Sprawdź, bo może jesteś na podsłuchu. Zdaniem Helsińskiej Fundacji Praw Człowieka polskie agencje wywiadowcze nadużywają podsłuchów, montując je niezgodnie z prawem. Dlatego też w tym tygodniu fundacja zajmująca się prawami człowieka wytoczy CBA bezprecedensowy proces.
Właściwie nikt w Polsce nie wie, ilu obywateli jest na podsłuchu. Co więcej, nikt nie ma nawet pojęcia, ile podsłuchów zakłada się nielegalnie. Helsińska Fundacja Praw Człowieka postanowiła to sprawdzić - donosi "Metro".
Podsłuchują bezprawnie
Agencja Bezpieczeństwa Wewnętrznego i Centralne Biuro Antykorupcyjne montują bowiem "pluskwy" nie tylko osobom podejrzanym, ale także prewencyjnie tym, którzy zdaniem agencji, mogą przestępstwo popełnić lub je wykryć. Helsińska Fundacja Praw Człowieka zwróciła się do ABW i CBA, a także do Sądu Okręgowego w Warszawie, który wydaje zgodę na założenie "pluskwy", o statystyki - ile razy agencje występowały o zgodę na podsłuch, ile takich zgód dostały, a ile razy im odmówiono.

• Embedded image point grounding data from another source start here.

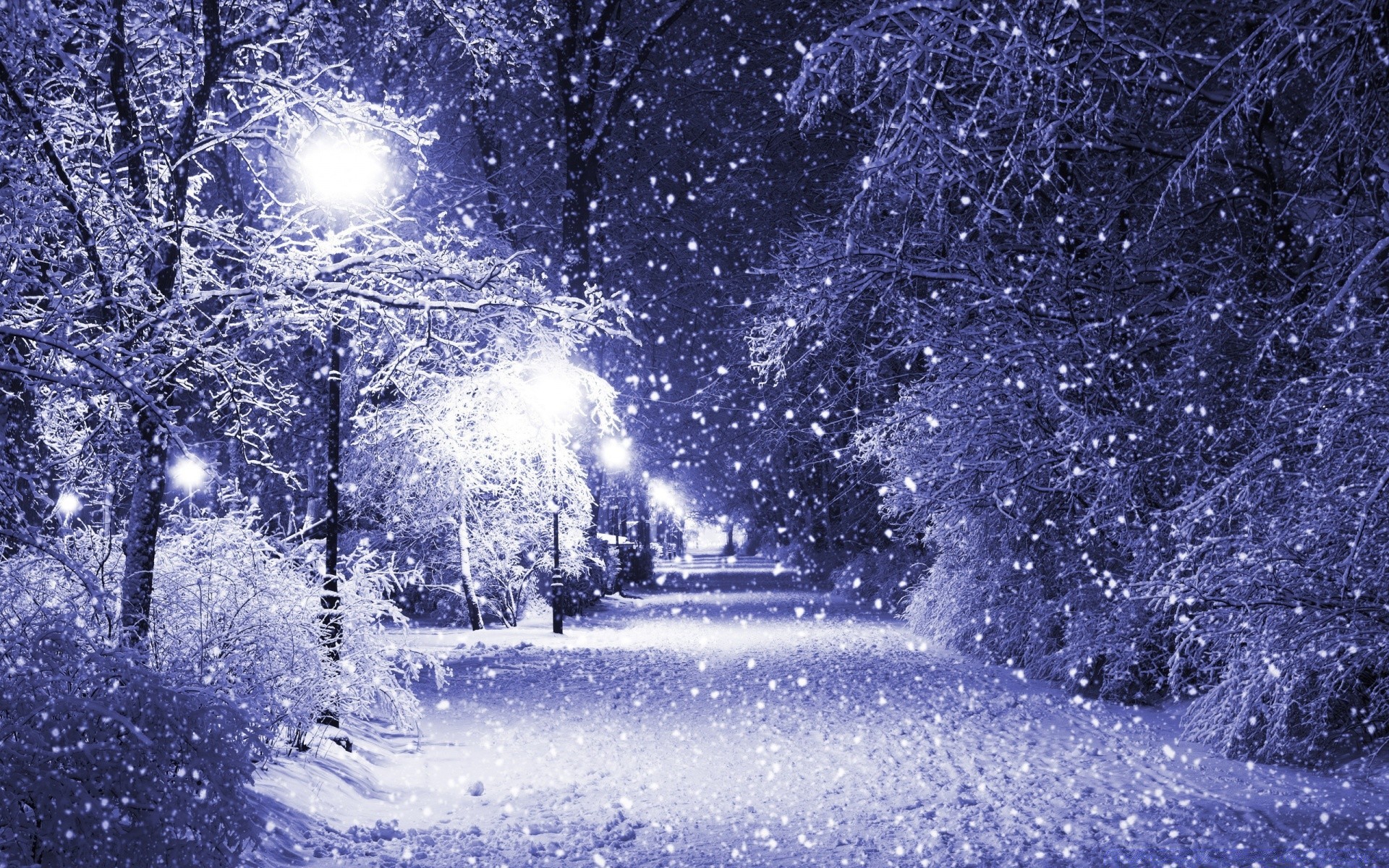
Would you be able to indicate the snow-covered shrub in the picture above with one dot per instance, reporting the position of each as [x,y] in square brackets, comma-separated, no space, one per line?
[38,590]
[374,671]
[242,617]
[239,614]
[106,763]
[884,576]
[972,596]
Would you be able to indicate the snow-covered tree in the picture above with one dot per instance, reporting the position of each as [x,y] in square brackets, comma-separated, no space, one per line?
[1117,274]
[478,456]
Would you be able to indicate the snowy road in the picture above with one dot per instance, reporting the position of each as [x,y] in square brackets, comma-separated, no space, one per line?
[736,718]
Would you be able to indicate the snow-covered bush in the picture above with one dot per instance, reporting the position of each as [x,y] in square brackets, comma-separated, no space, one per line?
[374,671]
[242,617]
[1142,424]
[245,617]
[237,613]
[464,469]
[885,578]
[106,763]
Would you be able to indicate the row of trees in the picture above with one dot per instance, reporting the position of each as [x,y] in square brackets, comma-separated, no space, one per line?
[224,246]
[1103,314]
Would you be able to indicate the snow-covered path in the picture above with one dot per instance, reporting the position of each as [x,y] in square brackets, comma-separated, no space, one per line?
[735,718]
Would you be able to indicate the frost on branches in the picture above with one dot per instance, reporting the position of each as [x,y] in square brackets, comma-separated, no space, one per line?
[1118,278]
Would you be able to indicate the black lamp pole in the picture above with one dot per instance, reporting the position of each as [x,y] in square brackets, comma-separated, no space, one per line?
[557,578]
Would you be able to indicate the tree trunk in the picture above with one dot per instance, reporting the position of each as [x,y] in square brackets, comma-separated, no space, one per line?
[142,531]
[470,596]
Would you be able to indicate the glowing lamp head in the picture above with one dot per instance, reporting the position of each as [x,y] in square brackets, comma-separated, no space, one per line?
[69,504]
[614,454]
[190,474]
[666,498]
[341,171]
[553,395]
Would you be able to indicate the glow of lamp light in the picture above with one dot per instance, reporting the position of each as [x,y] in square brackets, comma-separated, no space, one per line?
[69,504]
[614,454]
[663,495]
[339,171]
[553,393]
[190,474]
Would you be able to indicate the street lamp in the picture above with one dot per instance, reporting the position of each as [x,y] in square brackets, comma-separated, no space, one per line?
[69,506]
[339,170]
[336,171]
[190,474]
[553,395]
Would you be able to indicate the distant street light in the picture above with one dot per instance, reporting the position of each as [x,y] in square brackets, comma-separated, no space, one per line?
[69,506]
[341,171]
[190,474]
[553,395]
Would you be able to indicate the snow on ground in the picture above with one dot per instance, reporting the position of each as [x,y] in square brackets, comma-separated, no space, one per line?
[734,717]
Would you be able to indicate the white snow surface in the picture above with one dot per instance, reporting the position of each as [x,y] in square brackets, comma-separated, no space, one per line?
[735,717]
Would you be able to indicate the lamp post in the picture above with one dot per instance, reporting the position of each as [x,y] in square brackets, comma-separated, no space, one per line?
[339,174]
[191,475]
[552,396]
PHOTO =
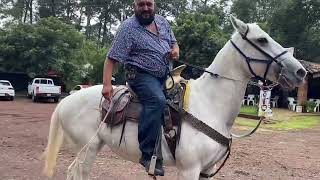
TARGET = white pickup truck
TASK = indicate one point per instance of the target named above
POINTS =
(43, 88)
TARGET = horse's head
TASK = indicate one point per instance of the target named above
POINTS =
(264, 58)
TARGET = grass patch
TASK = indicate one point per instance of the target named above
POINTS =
(250, 110)
(292, 123)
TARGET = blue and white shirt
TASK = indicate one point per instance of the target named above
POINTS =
(135, 45)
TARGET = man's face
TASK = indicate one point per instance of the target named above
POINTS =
(144, 11)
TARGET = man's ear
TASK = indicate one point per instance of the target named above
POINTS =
(238, 25)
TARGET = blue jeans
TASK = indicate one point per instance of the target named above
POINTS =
(149, 90)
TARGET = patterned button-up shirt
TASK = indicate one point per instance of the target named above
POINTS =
(135, 45)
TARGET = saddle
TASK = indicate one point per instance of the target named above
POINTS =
(125, 106)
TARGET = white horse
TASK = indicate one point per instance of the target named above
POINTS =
(216, 101)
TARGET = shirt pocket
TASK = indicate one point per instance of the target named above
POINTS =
(165, 36)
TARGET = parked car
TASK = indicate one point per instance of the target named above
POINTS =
(43, 88)
(78, 88)
(6, 90)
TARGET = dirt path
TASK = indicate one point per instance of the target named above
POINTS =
(267, 155)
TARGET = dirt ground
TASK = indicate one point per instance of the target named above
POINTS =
(266, 155)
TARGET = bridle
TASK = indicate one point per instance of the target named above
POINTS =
(249, 59)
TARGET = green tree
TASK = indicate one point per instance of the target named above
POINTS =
(200, 37)
(48, 45)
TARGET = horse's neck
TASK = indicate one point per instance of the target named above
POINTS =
(217, 101)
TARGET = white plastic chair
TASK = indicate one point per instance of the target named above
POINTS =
(274, 101)
(250, 98)
(317, 108)
(244, 100)
(292, 103)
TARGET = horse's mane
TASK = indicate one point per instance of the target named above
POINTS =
(235, 31)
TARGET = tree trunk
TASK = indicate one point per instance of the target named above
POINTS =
(80, 18)
(26, 6)
(30, 10)
(53, 8)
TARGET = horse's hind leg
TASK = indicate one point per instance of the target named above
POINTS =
(80, 168)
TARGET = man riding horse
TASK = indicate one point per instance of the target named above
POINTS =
(142, 43)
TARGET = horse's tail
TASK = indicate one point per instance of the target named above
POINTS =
(55, 141)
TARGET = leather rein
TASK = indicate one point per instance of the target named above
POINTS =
(208, 130)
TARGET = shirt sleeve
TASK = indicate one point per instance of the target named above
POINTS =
(172, 37)
(121, 45)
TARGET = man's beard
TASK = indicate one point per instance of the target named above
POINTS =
(144, 21)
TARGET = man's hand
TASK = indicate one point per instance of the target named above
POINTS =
(174, 54)
(107, 91)
(107, 76)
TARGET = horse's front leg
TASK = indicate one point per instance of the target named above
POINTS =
(189, 174)
(208, 172)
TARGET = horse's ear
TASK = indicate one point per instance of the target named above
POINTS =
(238, 25)
(290, 50)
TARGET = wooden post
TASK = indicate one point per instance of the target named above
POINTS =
(303, 93)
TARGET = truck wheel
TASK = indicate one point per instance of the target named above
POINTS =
(56, 100)
(34, 98)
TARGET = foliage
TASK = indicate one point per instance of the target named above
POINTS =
(48, 45)
(309, 106)
(199, 36)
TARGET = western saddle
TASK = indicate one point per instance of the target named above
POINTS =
(126, 107)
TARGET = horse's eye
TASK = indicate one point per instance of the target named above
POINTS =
(262, 40)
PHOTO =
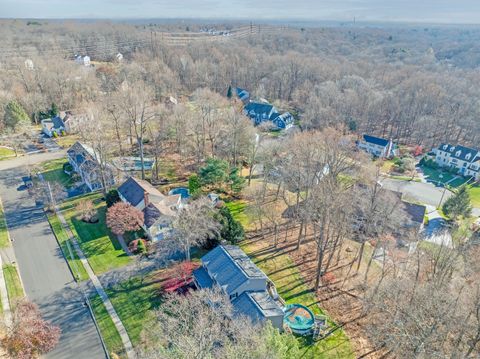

Wszystkie wymienione instytucje odmówiły udzielenia takich informacji, tłumacząc się, że to tajne. ABW twierdzi, że do takich danych mają dostęp jedynie przedstawiciele sądu i prokuratura, CBA twierdzi zaś, że takie dane otrzymuje sejmowa komisja ds. służb specjalnych, zebrane w rocznym raporcie. Suche dane statystyczne uniemożliwiają jednak rozpoznanie, ile z podsłuchów wykonane zostały bezprawnie.
Fundację zajmującą się prawami człowieka taka decyzja rozsierdziła i postanowiono zaskarżyć odmowę służb do sądu. Zdaniem Helsińskiej Fundacji Praw Człowieka, naruszone zostało konstytucyjne prawo obywateli do informacji i zasadę cywilnej kontroli nad służbami specjalnymi. Na pierwszy ogień pójść ma skarga na Centralne Biuro Antykorupcyjne.